Very interesting to see that the folks in charge of the UK Web Archive at the British Library are planning to adopt a crowd-sourcing approach to informing their selection of websites to archive
When I wrote Managing the Crowd back in 2008 I put forward the view that agreeing appraisal decisions largely on the basis of user opinion of the worth of a record was likely to be the only way to go. Here we not only see an example of this being attempted in practice, but an interesting explanation for the decision:
“we recognise that this manual selection process can sometimes be time consuming for frequent selectors. It’s also inevitably subjective, reflecting the interests of a relatively small number of selectors.”
This reflects two of the major tensions informing my own thinking on this back then (and now). That is that the kind of manual approaches to selection and appraisal traditionally adopted, ie manual processes undertaken by a relatively small number of trained professionals simply isn’t sustainable in the face of the ever growing onslaught of information being created. This will come as no surprise as an issue to any information professional even if solutions to it – this initiative aside - still seem rather thinner on the ground…
The admission of subjectivity within existing approaches to appraisal and the implication of ‘selection bias’ that underlies it is less widely discussed, perhaps because until now we’ve had no alternative. It stands to reason that despite our best efforts any selective appraisal process must inevitably be biased in some way, whether the appraiser is conscious of it or not. But having appraisal decisions based at least in part on user behaviour promises to go along way to resolving some of these issues. What would of course be fascinating would be a comparative study which compares the websites which would have been selected for capture by existing manual methods with those that are captured by the Web Archive according to ‘the crowd’ to go some way to seeing how closely (or not) the two are aligned.
A counter argument to all this may run along the lines of ‘but what if the sites the public are viewing most are not the most important ones.’ In short: ‘do the public really know best?’ Perhaps wisely the British Library are also incorporating “curatorial input to this approach, so we’ll be asking curators from the Library to assess the quality and relevance of resulting selections”. But it does pose and interesting question: should we be seeking to capture as accurately as possible the sites which the public believed to be of interest/use to a particular topic or those that we as information professionals believe they should have been interested in? The former of these may lead to the capture of some surprising, perhaps even ‘unsuitable’ sites, whilst the latter would perhaps provide a more informed, maybe a more ‘official’ version of events.
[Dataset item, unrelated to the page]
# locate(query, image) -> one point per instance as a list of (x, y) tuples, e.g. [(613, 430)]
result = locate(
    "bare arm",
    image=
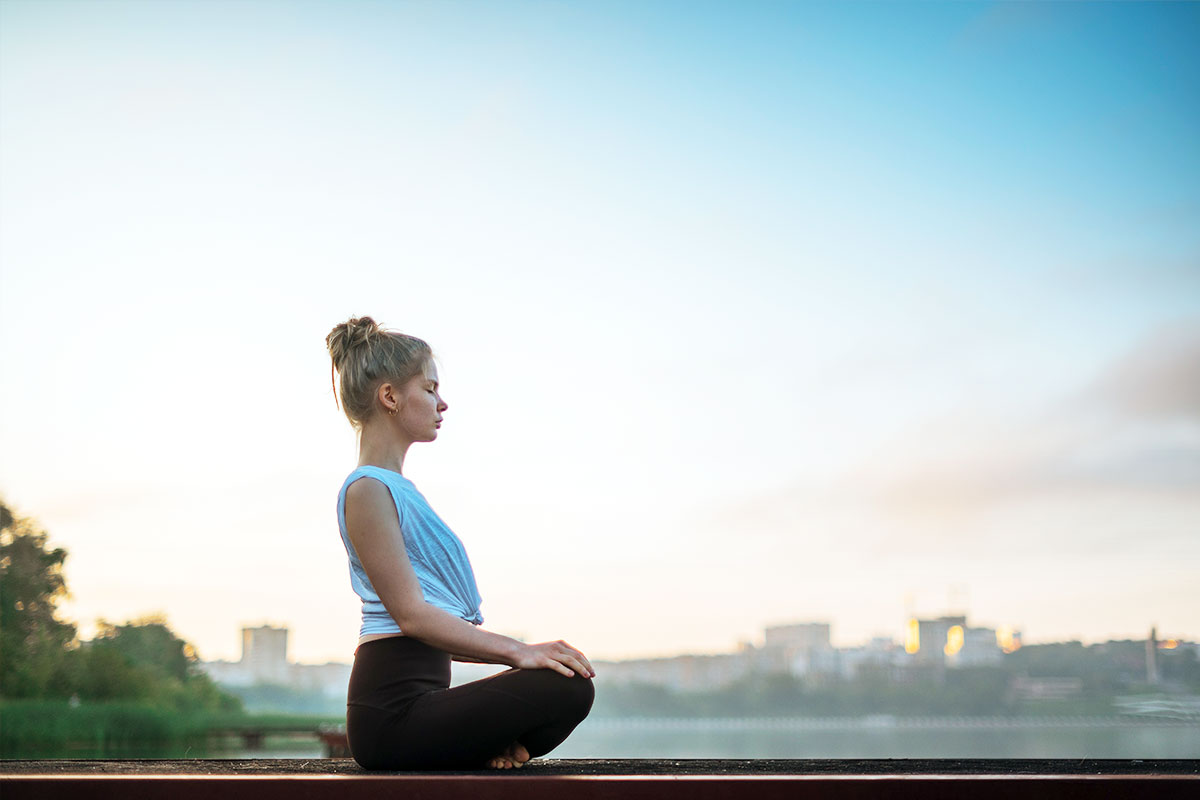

But which would be the most accurate?
Its also interesting to note that this approach to crowd-sourcing isn’t just relying on user opinion but on the results of actual user behaviour. They aren’t just asking people to collectively vote for sites they wish to see included in the archive, but are analysing data from twitter regarding which sites were linked to at the time. Using user behaviour to inform appraisal wasn’t something I considered back in 2008 but have done quite of thinking about since, notably in a paper in the Records Management Journal in 2009 (Vol 19 No.2) titled ‘Forget electronic records management, its automated records management that we desperately need’. That is that we use the data about user behaviour generated by business systems (which records they have opened, whether they edited or just read it, what they looked at next etc) as the means to help inform our records management policies based not on what we believe to be organisational need, but on actual patterns of behaviour. This is something we are all familiar with through sites such as Amazon and their ‘users who looked at this item also looked at these items…’ functionality. Use of such ‘behavioural analytics’ is also gathering momentum within academia with institutions for example using library usage patterns to identify at an early stage which students may be disengaging from their studies. To my mind the ability to closely monitor and analyse user behaviour in this way has the potential to not only increase the scalability of much of records management but also to increase the level of sophistication in which it can operate.
Maybe there is hope yet.